Whatever the reason — cryptocurrencies attracting investor funds, investor expectations of higher interest rates, or possibly even market manipulation — gold has yet to show its typical strength in inflationary environments. So is gold down for the count? Absolutely not. The case for gold remains compelling.

Franco-Nevada (FNV) —  a royalty/streaming specialist — is our favorite gold company. One reason gold stocks have largely underperformed gold is concern over inflation-driven cost increases. But that’s less of a concern for Franco-Nevada, since it doesn’t actually operate mines. This means less direct exposure to cost inflation, along with avoiding the sizable normal operating risks that go with mining.

In fact, the company’s profit margin has actually widened. Through the first nine months of 2021 (Q4 results not available as of writing), revenue rose 36% compared to the like 2020 period, while earnings per share were up 44%, to $2.67 (though the increase in the third quarter was a more modest 9% due to a tougher benchmark).

The latest 15.4% dividend boost, resulting in a quarterly rate of $0.30, is the largest in company his- tory, a sign of robust cash flow.
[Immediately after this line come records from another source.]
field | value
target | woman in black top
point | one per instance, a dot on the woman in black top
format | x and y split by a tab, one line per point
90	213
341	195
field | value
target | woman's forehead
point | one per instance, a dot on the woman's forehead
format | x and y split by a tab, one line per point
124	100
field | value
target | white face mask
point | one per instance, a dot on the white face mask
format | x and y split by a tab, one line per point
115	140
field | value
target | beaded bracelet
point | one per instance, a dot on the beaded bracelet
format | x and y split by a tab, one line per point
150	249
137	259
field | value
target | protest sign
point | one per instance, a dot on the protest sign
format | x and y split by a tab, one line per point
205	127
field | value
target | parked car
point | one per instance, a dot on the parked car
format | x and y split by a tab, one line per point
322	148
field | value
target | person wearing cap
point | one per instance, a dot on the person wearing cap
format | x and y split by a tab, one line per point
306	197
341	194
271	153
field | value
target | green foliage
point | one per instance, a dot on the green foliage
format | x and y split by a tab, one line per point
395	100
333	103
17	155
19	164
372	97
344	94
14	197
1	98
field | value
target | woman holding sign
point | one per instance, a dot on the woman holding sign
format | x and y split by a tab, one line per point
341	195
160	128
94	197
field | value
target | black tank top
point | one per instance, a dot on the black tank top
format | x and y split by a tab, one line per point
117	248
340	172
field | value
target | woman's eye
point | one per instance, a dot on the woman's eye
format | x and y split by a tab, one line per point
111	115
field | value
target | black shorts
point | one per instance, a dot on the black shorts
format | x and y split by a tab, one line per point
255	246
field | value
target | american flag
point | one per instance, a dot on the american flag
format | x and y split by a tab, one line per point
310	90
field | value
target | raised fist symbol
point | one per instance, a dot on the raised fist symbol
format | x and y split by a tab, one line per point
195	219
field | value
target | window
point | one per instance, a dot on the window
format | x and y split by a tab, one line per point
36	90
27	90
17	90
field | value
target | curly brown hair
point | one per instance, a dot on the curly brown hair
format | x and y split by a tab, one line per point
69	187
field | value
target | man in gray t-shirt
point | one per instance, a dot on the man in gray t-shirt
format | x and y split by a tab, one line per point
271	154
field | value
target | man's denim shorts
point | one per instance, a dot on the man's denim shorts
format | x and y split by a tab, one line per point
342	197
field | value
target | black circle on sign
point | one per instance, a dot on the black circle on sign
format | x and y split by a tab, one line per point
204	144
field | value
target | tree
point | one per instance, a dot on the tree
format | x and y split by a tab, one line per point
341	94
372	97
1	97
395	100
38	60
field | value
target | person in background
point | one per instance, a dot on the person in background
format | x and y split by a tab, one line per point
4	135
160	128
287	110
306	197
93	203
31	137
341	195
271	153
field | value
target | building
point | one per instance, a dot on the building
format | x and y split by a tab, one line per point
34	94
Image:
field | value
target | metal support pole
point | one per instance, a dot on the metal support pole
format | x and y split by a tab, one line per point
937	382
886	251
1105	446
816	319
Franco-Nevada benefits from production growth as the mines in which it owns an interest come online or expand output.

While gold is Franco-Nevada’s bread and butter business, energy along with base metals and platinum group metals offers diversification.

The company’s balance sheet is pristine, with zero debt and $1.6 billion in available capital. Keep in mind that given its business model and financial strength, even a gold bear market wouldn’t be the worst thing because it could allow Franco-Nevada to scoop up additional assets from potentially distressed miners at more favorable terms.
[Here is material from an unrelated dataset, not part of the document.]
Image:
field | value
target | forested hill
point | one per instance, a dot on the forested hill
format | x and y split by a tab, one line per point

The forward P/E of almost 45 is a substantial premium over other gold stocks. For example, the weighted average forward P/E of GDX’s components is around 17.

However, given Franco-Nevada’s consistent earnings growth — compounded annual EPS growth of 28% since 2010 — its attractive business model that has proven its mettle in good times and bad, and its excellent management team, we think the premium is well deserved, and we view Franco-Nevada as a core gold holding.